Research: Evaluation Metric + Function

bjzim commented 11 months ago

Accuracy: This is the ratio of correctly predicted instances to the total instances. It's a good general metric when classes are balanced, but it can be misleading if there's a class imbalance.

Confusion Matrix: Provides a detailed breakdown of true positive, true negative, false positive, and false negative predictions for each class. It's a starting point for many other metrics.

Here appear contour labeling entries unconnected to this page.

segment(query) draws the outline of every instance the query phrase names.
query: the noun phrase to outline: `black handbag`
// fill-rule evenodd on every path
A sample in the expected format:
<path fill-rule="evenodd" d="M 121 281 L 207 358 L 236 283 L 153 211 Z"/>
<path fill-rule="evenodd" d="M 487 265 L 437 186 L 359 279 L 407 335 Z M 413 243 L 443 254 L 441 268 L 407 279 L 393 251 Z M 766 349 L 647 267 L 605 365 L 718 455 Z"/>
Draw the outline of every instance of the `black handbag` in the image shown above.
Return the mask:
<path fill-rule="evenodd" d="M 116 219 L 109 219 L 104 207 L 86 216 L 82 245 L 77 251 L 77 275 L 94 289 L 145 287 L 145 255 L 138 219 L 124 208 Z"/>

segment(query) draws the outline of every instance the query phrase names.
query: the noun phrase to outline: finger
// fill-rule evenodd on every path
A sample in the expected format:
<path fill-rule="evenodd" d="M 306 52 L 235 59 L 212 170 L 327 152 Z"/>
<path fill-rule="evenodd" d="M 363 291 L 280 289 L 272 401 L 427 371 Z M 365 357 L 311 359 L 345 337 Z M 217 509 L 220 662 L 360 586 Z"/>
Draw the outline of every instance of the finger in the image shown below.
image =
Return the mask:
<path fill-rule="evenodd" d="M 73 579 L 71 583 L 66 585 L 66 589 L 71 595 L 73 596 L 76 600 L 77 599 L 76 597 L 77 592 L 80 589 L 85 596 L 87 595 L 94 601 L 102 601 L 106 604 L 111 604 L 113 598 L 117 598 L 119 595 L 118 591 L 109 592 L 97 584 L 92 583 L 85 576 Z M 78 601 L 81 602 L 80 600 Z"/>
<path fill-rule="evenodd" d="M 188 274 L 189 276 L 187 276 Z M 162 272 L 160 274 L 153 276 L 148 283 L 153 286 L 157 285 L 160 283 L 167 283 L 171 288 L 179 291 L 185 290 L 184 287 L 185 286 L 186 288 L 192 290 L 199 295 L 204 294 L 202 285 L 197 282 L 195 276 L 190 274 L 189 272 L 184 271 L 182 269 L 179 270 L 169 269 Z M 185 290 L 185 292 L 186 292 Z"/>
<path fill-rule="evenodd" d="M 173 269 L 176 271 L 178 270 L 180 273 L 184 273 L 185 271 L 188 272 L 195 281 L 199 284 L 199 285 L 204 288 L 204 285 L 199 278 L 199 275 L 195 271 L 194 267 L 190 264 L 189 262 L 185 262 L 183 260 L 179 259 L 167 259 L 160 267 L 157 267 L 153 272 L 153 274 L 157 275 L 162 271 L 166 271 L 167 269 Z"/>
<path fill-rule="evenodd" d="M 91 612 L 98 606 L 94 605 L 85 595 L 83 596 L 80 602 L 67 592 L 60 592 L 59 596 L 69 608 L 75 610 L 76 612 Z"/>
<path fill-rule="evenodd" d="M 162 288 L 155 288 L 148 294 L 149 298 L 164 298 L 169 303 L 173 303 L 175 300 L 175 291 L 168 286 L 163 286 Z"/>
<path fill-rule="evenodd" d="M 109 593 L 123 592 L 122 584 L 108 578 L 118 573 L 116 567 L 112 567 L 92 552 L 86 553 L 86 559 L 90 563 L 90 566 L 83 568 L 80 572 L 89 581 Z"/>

Precision, Recall, and F1-Score:

Precision (Positive Predictive Value): The ratio of correctly predicted positive observations to the total predicted positives. It's important when the cost of false positives is high. Recall (Sensitivity or True Positive Rate): The ratio of correctly predicted positive observations to all actual positives. It's crucial when the cost of false negatives is high, for example, missing a malignant skin lesion. F1-Score: The harmonic mean of Precision and Recall. It's useful when you want a balance between Precision and Recall. Area Under the ROC Curve (AUC-ROC): Represents the capability of the model to distinguish between the classes. An AUC close to 1 indicates good class separability. It's especially useful for binary classification problems.

Area Under the Precision-Recall Curve (AUC-PR): Especially useful when classes are imbalanced. It focuses on the performance with respect to the positive (minority) class.

Matthews Correlation Coefficient (MCC): It's a balanced metric that works well even when classes are of very different sizes.

Cohen's Kappa: Measures the agreement between predicted and observed categorizations while correcting for chance. It's especially useful when classes are imbalanced.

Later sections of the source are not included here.